Genetic engineers have a powerful new tool to write and edit DNA code

11 min read
A photo showing machinery in a lab

Foundries such as the Edinburgh Genome Foundry assemble fragments of synthetic DNA and send them to labs for testing in cells.

Edinburgh Genome Foundry, University of Edinburgh

In the next decade, medical science may finally advance cures for some of the most complex diseases that plague humanity. Many diseases are caused by mutations in the human genome, which can either be inherited from our parents (such as in cystic fibrosis), or acquired during life, such as most types of cancer. For some of these conditions, medical researchers have identified the exact mutations that lead to disease; but in many more, they're still seeking answers. And without understanding the cause of a problem, it's pretty tough to find a cure.

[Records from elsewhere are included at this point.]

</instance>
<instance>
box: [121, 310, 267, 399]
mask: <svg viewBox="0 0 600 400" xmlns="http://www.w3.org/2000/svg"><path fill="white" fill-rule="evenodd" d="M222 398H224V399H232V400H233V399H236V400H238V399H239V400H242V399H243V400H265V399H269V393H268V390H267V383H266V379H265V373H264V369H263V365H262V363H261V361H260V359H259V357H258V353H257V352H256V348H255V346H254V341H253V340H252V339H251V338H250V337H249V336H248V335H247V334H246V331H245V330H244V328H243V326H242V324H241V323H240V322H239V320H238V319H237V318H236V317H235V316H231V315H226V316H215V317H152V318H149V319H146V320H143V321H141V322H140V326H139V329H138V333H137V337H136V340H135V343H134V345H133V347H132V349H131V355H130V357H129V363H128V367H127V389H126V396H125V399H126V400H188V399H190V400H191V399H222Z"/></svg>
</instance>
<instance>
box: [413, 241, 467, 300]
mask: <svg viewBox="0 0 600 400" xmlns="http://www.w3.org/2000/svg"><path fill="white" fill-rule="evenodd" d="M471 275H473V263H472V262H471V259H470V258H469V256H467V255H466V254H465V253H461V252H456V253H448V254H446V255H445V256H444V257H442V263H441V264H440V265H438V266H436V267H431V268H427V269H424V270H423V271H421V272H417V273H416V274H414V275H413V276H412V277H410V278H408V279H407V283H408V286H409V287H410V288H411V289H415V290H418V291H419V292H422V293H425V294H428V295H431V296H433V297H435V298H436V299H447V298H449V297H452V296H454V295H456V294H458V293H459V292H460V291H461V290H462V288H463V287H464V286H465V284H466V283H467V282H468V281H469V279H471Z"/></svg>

We believe that a key enabling technology in this quest is a computer-aided design (CAD) program for genome editing, which our organization is launching this week at the Genome Project-write (GP-write) conference.

With this CAD program, medical researchers will be able to quickly design hundreds of different genomes with any combination of mutations and send the genetic code to a company that manufactures strings of DNA. Those fragments of synthesized DNA can then be sent to a foundry for assembly, and finally to a lab where the designed genomes can be tested in cells. Based on how the cells grow, researchers can use the CAD program to iterate with a new batch of redesigned genomes, sharing data for collaborative efforts. Enabling fast redesign of thousands of variants can only be achieved through automation; at that scale, researchers just might identify the combinations of mutations that are causing genetic diseases. This is the first critical R&D step toward finding cures.